Open the Actions menu next to the {fleet-server} integration and click Edit integration.
Under {fleet-server}, modify Max Connections and other advanced settings as described in Scaling recommendations ({ecloud}).

Advanced {fleet-server} options

The following advanced settings are available to fine tune your {fleet-server} deployment.

cache

num_counters: Size of the hash table. Best practice is to have this set to 10 times the max connections.
max_cost: Total size of the cache.

server.timeouts

checkin_timestamp: How often {fleet-server} updates the "last activity" field for each agent. Defaults to 30s. In a large-scale deployment, increasing this setting may improve performance. If this setting is higher than 2m, most agents will be shown as "offline" in the Fleet UI. For a typical setup, it’s recommended that you set this value to less than 2m.
checkin_long_poll: How long {fleet-server} allows a long poll request from an agent before timing out. Defaults to 5m. In a large-scale deployment, increasing this setting may improve performance.

server.limits

policy_throttle: How often a new policy is rolled out to the agents.

Deprecated: Use the action_limit settings instead.

action_limit.interval: How quickly {fleet-server} dispatches pending actions to the agents.
action_limit.burst: Burst of actions that may be dispatched before falling back to the rate limit defined by interval.
checkin_limit.max: Maximum number of agents that can call the checkin API concurrently.
checkin_limit.interval: How fast the agents can check in to the {fleet-server}.
checkin_limit.burst: Burst of check-ins allowed before falling back to the rate defined by interval.
checkin_limit.max_body_byte_size: Maximum size in bytes of the checkin API request body.
artifact_limit.max: Maximum number of agents that can call the artifact API concurrently. It allows the user to avoid overloading the {fleet-server} from artifact API calls.
artifact_limit.interval: How often artifacts are rolled out. Default of 100ms allows 10 artifacts to be rolled out per second.
artifact_limit.burst: Number of transactions allowed for a burst, controlling oversubscription on outbound buffer.
artifact_limit.max_body_byte_size: Maximum size in bytes of the artficact API request body.
ack_limit.max: Maximum number of agents that can call the ack API concurrently. It allows the user to avoid overloading the {fleet-server} from Ack API calls.
ack_limit.interval: How often an acknowledgment (ACK) is sent. Default value of 10ms enables 100 ACKs per second to be sent.
ack_limit.burst: Burst of ACKs to accommodate (default of 20) before falling back to the rate defined in interval.
ack_limit.max_body_byte_size: Maximum size in bytes of the ack API request body.
enroll_limit.max: Maximum number of agents that can call the enroll API concurrently.

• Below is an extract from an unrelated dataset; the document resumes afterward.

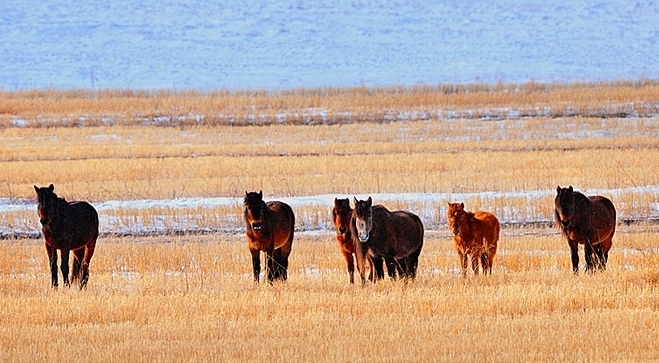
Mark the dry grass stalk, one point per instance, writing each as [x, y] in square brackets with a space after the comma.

This setting allows the user to avoid overloading the {fleet-server} from Enrollment API calls.
enroll_limit.interval: Interval between processing enrollment request. Enrollment is both CPU and RAM intensive, so the number of enrollment requests needs to be limited for overall system health. Default value of 100ms allows 10 enrollments per second.
enroll_limit.burst: Burst of enrollments to accept before falling back to the rate defined by interval.
enroll_limit.max_body_byte_size: Maximum size in bytes of the enroll API request body.
status_limit.max: Maximum number of agents that can call the status API concurrently. This setting allows the user to avoid overloading the Fleet Server from status API calls.
status_limit.interval: How frequently agents can submit status requests to the Fleet Server.
status_limit.burst: Burst of status requests to accomodate before falling back to the rate defined by interval.
status_limit.max_body_byte_size: Maximum size in bytes of the status API request body.
upload_start_limit.max: Maximum number of agents that can call the uploadStart API concurrently. This setting allows the user to avoid overloading the Fleet Server from uploadStart API calls.
upload_start_limit.interval: How frequently agents can submit file start upload requests to the Fleet Server.
upload_start_limit.burst: Burst of file start upload requests to accomodate before falling back to the rate defined by interval.
upload_start_limit.max_body_byte_size: Maximum size in bytes of the uploadStart API request body.
upload_end_limit.max: Maximum number of agents that can call the uploadEnd API concurrently. This setting allows the user to avoid overloading the Fleet Server from uploadEnd API calls.
upload_end_limit.interval: How frequently agents can submit file end upload requests to the Fleet Server.
upload_end_limit.burst: Burst of file end upload requests to accomodate before falling back to the rate defined by interval.
upload_end_limit.max_body_byte_size: Maximum size in bytes of the uploadEnd API request body.
upload_chunk_limit.max: Maximum number of agents that can call the uploadChunk API concurrently. This setting allows the user to avoid overloading the Fleet Server from uploadChunk API calls.
upload_chunk_limit.interval: How frequently agents can submit file chunk upload requests to the Fleet Server.
upload_chunk_limit.burst: Burst of file chunk upload requests to accomodate before falling back to the rate defined by interval.
upload_chunk_limit.max_body_byte_size: Maximum size in bytes of the uploadChunk API request body.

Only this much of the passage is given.